Exercise is good for you and your pets.  However, have you ever decided to take a run mid day during the summer time?  After recently making that choice in this hot weather, I am still feeling the effects of it.  I felt dizzy, and I couldn’t catch my breath, but it seemed like such a beautiful sunny day and I am a regular runner.  It reminded me that although exercising on a beautiful day is usually good, it could also be dangerous, especially for your pets.  Make sure you assess the weather before you exercise your pet to avoid hyperthermia and heat stroke in your pet, potentially life threatening diseases.  There are 3 common clinical signs to look for and 3 things that you can do if you suspect your pet to have an elevated body temp or heat stroke.

Common causes of hyperthermia (body temp > 103 °F) and heat stroke (body temp > 106 °F) are environmental conditions or situations including hot humid day, mistakenly being confined to an area with limited ventilation (i.e. NO CAR RIDES) or too much exercise and decreased water access.




  1. PANTING/ DROOLING – If your dog is excessively panting or drooling then they need to come inside to AC and get attention.  Dogs naturally pant as a cooling mechanism, but they should be able to control their breathing to some extent if not overheated.
  2. DIFFICULTY BREATHING – is your pet unable to catch their breath or having difficulty breathing.  Other signs may include brick red gum color and increased heart rate. These pets need to be seen by your veterinarian immediately.
  3. ABNORMAL WALKING – if your pet is moderately to severely overheated they may experience stumbling, stupor, or becoming unresponsive. These pets need to be seen by your veterinarian immediately.
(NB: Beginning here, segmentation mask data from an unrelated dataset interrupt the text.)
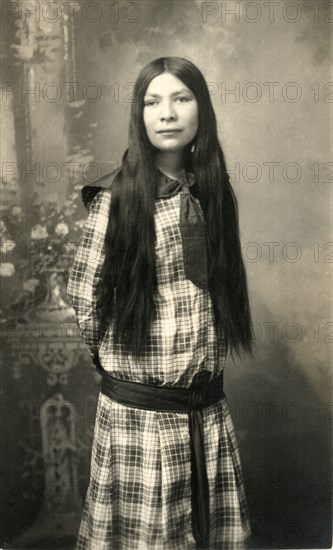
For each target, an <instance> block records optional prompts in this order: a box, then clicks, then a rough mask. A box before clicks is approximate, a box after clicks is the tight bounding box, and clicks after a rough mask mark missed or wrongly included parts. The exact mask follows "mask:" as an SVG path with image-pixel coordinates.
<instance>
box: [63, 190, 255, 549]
mask: <svg viewBox="0 0 333 550" xmlns="http://www.w3.org/2000/svg"><path fill="white" fill-rule="evenodd" d="M110 201H111V191H110V189H102V190H101V191H99V192H98V194H97V195H96V196H95V198H94V199H93V201H92V203H91V205H90V210H89V215H88V218H87V220H86V222H85V226H84V229H83V235H82V239H81V242H80V245H79V248H78V250H77V253H76V256H75V260H74V264H73V267H72V270H71V273H70V278H69V282H68V294H69V296H70V297H71V300H72V303H73V307H74V309H75V312H76V316H77V322H78V325H79V328H80V332H81V334H82V338H83V340H84V341H85V343H86V345H87V348H88V350H89V351H90V353H91V355H93V354H94V352H95V351H96V350H97V349H98V351H99V358H100V361H101V364H102V366H103V367H104V368H105V369H106V370H107V371H109V372H110V374H112V375H113V376H115V377H118V378H121V379H127V380H132V381H135V382H141V383H145V384H152V385H154V384H157V385H162V386H174V385H175V386H180V387H184V388H188V387H189V386H190V385H191V382H192V379H193V377H194V375H195V374H196V373H198V372H200V371H201V370H209V371H211V373H212V374H211V378H212V377H214V376H216V375H217V374H219V373H220V372H221V370H222V369H223V368H224V366H225V359H226V353H225V347H224V340H223V334H221V333H219V331H216V329H215V324H214V316H213V309H212V303H211V299H210V296H209V293H208V291H206V290H203V289H200V288H199V287H197V286H196V285H195V284H193V283H192V282H191V281H190V280H189V279H187V278H186V277H185V273H184V261H183V250H182V240H181V233H180V227H179V209H180V193H178V194H177V195H175V196H173V197H170V198H167V199H166V198H163V199H157V200H156V203H155V226H156V262H157V265H156V269H157V281H158V291H157V294H156V305H157V316H156V319H155V320H154V321H153V324H152V328H151V339H150V343H149V346H148V347H147V352H146V353H145V354H144V356H143V357H140V360H137V359H135V358H134V357H133V356H132V355H130V354H126V353H124V351H123V350H122V348H121V345H115V344H114V343H113V341H112V337H111V336H112V330H113V327H112V323H111V324H110V327H109V330H108V331H107V332H106V334H105V336H104V338H103V340H102V342H101V344H100V345H99V344H98V327H99V316H98V311H97V310H96V300H95V293H96V287H97V283H98V279H99V276H100V270H101V267H102V263H103V258H104V236H105V232H106V227H107V222H108V215H109V208H110ZM203 425H204V446H205V456H206V467H207V477H208V483H209V507H210V544H209V548H212V549H221V550H222V549H223V550H224V549H226V548H233V549H235V548H242V547H243V546H244V541H245V540H246V539H247V538H248V537H249V535H250V523H249V516H248V509H247V504H246V498H245V493H244V486H243V479H242V471H241V463H240V458H239V452H238V445H237V440H236V436H235V432H234V426H233V422H232V419H231V416H230V411H229V407H228V404H227V401H226V399H225V398H223V399H222V400H220V401H219V402H218V403H216V404H214V405H211V406H209V407H207V408H205V409H204V410H203ZM195 548H196V544H195V539H194V537H193V534H192V526H191V464H190V436H189V422H188V415H187V414H186V413H173V412H157V411H149V410H143V409H137V408H133V407H127V406H125V405H122V404H119V403H117V402H114V401H112V400H111V399H110V398H109V397H107V396H106V395H104V394H102V393H100V394H99V399H98V405H97V413H96V421H95V430H94V438H93V446H92V456H91V472H90V482H89V487H88V491H87V496H86V501H85V505H84V509H83V514H82V521H81V526H80V530H79V535H78V541H77V550H88V549H89V550H111V549H112V550H194V549H195Z"/></svg>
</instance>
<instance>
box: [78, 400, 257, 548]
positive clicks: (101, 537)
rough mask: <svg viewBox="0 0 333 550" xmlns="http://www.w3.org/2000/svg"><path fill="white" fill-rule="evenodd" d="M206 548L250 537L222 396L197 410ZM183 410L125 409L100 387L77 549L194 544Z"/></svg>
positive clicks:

Other clinical signs include bloody diarrhea, seizures, and death.

If you have done your best to avoid the causes of hyperthermia and heat stroke and you feel your pet is showing some of these signs then there are some actions that can be done in your home for mild cases.  Please recognize that Moderate to Severe cases need to go to the veterinarian immediately for intravenous fluids and medications.




  1. WATER – Big ol’ bowl of water! You can help cool your pet by giving cold water.  Additionally, a baby swimming pool may offer some relief during these hot days.
  2. RUBBING ALCOHOL – you can put cold water/rubbing alcohol on your paw pads and the inside of their ear flaps.  These are the only places where your dogs and cats can perspire. This will cause evaporative cooling which is another natural mechanism that animals use to regulate their internal temperature.
  3. AC/FAN – decreasing the environmental temperature gradually and increasing the ventilation can also help decrease your pet’s mild hyperthermia.


If you have any questions how your pet is responding or if the initial steps are not helping then you will need to bring your pet to the veterinarian immediately for advanced diagnostics and possibly hospitalization.  Summer weather is great; we just need to be careful when we enjoy it. Heat stroke is a serious diagnosis and can quickly lead to irreversible changes in your pet’s health including death.